ÖVP: Gesamtschule bleibt Zündstoff
Mit den Beschlüssen bei der Regierungsklausur würde die Regierungspartei ÖVP gern den Mantel des Vergessens über die parteiinternen Querelen legen. In einer Krisensitzung Sonntagnacht wurde der eskalierte Streit über die Gesamtschule befriedet - mit einer vagen Positionierung, die nicht halten kann.
8. April 2017, 21:58
(c) Schlager, APA
Mittagsjournal, 14.1.2014
Unüberwindliche Hürde Wahlfreiheit
ÖVP-Obmann Michael Spindelegger nach dem Rapport der Landespartei- und Bündeobleute spät in der Nacht: "Das Gymnasium ist unverzichtbar. Das sagen alle in der Volkspartei. Bei der Frage der Schulversuche werden wir weiter diskutieren." - Weiterdiskutieren ist gut, aber auf dieser Grundlage werden die Befürworter von Modellregionen in der ÖVP nicht weit kommen. Denn die könnten einfach nicht funktionieren, ohne dass dort die Gymnasien zu Gesamtschulen werden, sagt Erich Svecnik vom Bundesinstitut für Bildungsforschung Innovation und Entwicklung (BIFIE).
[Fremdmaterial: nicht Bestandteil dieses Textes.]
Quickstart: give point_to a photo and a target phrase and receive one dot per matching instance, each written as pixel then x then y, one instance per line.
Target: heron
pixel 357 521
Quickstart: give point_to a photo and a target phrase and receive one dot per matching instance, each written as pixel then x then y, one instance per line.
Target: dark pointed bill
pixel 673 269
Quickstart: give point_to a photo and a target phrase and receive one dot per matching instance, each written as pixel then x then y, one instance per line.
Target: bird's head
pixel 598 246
Svecnik ist im BIFIE für die Evaluation von Schulversuchen zuständig und würde wohl auch Gesamtschul-Modellregionen evaluieren, wenn es sie denn gäbe. Dazu müsste aber in die Wahlfreiheit der Eltern eingegriffen werden, die der ÖVP heilig ist. Svecnik dazu: "Völlig klar, dass das ethisch unheimlich problematisch ist - mit Wahlfreiheiten umzugehen, Wahlfreiheiten einzuschränken. Aber sobald es Wahlfreiheit gibt, hat man nicht mehr die durchschnittliche Population in dieser Schulform. Sondern dann werden die Eltern reagieren und ihre Kinder in andere Schulen geben, so dass man in den so bezeichneten Gesamtschulen nicht volle Population drinnen hat."
Widerstand gegen Idealfall
In Vorarlberg wird ja darüber nachgedacht, das ganze Bundesland zur Modellregion zu machen. Das wäre ein ideales Konzept, findet Svecnik, sollte es gelingen, auch die AHS, also die Gymnasien einzubinden. Denn die Gymnasien müssten dabei sein , "sonst gibt es die erwähnten Selektionseffekte und eine bestimmte Gruppe ist nicht mehr in diesem Gesamtschulmodell."
ÖVP-Obmann Spindelegger fürchtet dieses Szenario einer echten Modellregion. Da zwinge man Eltern, die die Kinder ins Gymnasium geben wollen, zum Auswandern, ist sein Einwand. Damit erklärt sich auch, warum der Grün-Abgeordnete Harald Walser sich schwer tut, für einen Entschließungsantrag zur Ermöglichung der Modellregion Vorarlberg Unterstützer in der ÖVP zu finden. Nationalratspräsident Karlheinz Kopf will nicht, auch der Vorarlberger ÖVP-Mandatar Norbert Sieber traut sich nicht. Und sogar den SPÖ-Abgeordneten Elmar Mayer, ein Kämpfer für die Gesamtschule, hat die Koalitionsräson gepackt: Keine Unterschrift unter den grünen Antrag. Obwohl sich alle drei in den im Land mächtigen "Vorarlberger Nachrichten" vollmundig für die Modellregion ausgesprochen haben.